The Easily Misused (and Really Annoying) Semicolon

Updated: Mar 2



There’s admittedly a miles-long list of mistakes that irritate editors. We’re a very touchy lot. I'm sad to say.


It’s part of why I was (and still am) so happy to go rouge and run my own editing business. This way, I have far fewer fellow editorial voices in my ear complaining about the most ridiculous grammatical issues that no one else cares about outside of the editorial community.


Sorry. I still have PESD (post editorial stress disorder) from the experience.



With that said, the lack of understanding about how to properly use a semicolon is rather unfortunate.


No, I take it back. It’s downright irritating. In fact, it might be the most irritating common writing mistake people trend toward.


That’s not to say the people who commit such words crimes are irritating themselves. Far from it. They genuinely think they’re being sophisticated – or just appropriate – by using semicolons the way that they do.


Which is wrong.


Honestly, I’m not sure who to blame in this regard. Maybe it’s the education system that’s failed society so badly. Maybe it’s a common failure of the human brain.


Or maybe, as The Write Practice puts it, it’s our better natures being taken advantage of.

I’ve got to hand it to The Write Practice for this utterly brilliant opening to its own explanation of semicolons:


Wait a second.
Did you just hear that?
Pick meeeee…
There it is. You heard it too. Don’t try to tell me you didn’t. That was the sound of a semicolon in the throes of a self-esteem battle.

In other words, they're so seldom necessary that they get lonely and beg to be noticed.

That really could be how it goes inside our heads, which makes the millions of writers misusing semicolons out there well-meaning at least.


But so is The Write Practice. The difference is that it actually knows how to put them into a sentence properly.
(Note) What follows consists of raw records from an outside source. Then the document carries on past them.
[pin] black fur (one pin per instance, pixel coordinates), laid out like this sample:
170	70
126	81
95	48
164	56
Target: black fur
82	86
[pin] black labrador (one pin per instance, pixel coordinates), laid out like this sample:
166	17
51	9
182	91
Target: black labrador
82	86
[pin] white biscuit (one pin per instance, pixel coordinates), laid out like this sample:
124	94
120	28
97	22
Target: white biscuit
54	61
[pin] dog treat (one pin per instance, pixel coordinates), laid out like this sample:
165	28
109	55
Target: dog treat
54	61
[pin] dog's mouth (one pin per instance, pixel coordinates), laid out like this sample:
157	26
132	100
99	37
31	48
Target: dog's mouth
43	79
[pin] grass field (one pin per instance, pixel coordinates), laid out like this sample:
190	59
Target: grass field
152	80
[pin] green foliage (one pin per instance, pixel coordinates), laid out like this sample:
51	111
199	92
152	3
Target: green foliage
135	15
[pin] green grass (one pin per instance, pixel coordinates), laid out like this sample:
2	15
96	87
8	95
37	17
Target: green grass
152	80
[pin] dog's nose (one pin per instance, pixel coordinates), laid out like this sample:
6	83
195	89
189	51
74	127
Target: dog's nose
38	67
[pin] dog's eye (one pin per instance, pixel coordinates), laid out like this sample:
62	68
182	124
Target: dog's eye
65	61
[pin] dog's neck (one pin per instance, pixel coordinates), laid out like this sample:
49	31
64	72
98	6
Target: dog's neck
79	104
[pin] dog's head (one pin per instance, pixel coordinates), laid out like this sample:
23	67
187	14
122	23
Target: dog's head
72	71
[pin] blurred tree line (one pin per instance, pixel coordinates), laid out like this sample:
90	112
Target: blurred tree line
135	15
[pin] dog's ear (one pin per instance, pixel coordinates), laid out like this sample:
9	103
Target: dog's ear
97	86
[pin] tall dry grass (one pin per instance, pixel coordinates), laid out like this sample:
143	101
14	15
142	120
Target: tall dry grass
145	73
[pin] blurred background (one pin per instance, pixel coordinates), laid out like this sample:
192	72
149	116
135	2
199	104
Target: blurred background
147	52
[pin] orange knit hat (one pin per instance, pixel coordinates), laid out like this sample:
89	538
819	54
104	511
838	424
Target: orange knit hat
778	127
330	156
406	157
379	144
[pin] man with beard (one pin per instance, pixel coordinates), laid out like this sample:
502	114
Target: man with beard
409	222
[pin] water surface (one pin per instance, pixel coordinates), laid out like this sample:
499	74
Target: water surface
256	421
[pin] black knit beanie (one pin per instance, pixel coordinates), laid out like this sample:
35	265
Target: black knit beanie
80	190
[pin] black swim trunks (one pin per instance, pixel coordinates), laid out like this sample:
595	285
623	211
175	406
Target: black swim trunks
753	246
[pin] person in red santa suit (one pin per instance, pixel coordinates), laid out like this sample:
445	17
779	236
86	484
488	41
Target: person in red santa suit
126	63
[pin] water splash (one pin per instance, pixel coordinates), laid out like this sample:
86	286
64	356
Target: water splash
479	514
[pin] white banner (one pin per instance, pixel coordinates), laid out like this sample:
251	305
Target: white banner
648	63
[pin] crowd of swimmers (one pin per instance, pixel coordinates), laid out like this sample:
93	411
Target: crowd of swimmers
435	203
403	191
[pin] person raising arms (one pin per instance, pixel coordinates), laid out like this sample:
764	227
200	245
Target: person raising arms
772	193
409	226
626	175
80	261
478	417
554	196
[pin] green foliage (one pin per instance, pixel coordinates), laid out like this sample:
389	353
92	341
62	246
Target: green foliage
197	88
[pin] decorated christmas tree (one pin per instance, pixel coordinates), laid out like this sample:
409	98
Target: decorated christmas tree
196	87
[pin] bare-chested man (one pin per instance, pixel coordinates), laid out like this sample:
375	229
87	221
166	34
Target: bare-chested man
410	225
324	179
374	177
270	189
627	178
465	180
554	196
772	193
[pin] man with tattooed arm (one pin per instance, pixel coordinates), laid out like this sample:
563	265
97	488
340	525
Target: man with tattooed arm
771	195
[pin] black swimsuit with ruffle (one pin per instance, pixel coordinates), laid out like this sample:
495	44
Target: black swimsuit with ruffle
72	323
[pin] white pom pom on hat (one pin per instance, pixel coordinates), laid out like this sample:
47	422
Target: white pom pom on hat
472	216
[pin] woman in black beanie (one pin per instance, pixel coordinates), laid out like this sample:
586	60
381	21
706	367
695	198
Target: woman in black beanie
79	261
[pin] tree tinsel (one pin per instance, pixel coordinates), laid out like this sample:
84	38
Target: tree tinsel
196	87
If you really want a full, detailed, grammar-centric explanation of how to become an expert in when to employ them and when to avoid them, I highly advise that you check that particular article out.


Otherwise, the following examples should do well enough to keep you out of trouble. Or so we can hope.

At the risk of being rudely blunt, there are only ever two reasons to use a semicolon.


That’s it. Two, and no more. And here they are:


1. When there are too many commas involved and there’s no real room for dashes.


For example, say you have a complicated list at hand, such as the following:


I’m going to the zoo to see zebras, tigers and antelope, the circus to see elephants, lions and trained seals, and the aquarium to see dolphins, sharks and penguins.

That sentence is almost visually painful. But it doesn’t have to be when you employ semicolons. Change it instead to:


I’m going to the zoo to see zebras, tigers and antelope; the circus to see elephants, lions and trained seals; and the aquarium to see dolphins, sharks and penguins.

Just like that, everything is in its proper place and easily cataloged.


2. When you’re showing a special relationship between two sentences that could otherwise stand alone.


Here’s an example for this one too:


She’s not really the party type; she’s a bookworm through and through.

That’s it. There’s no other purpose to employing semicolons.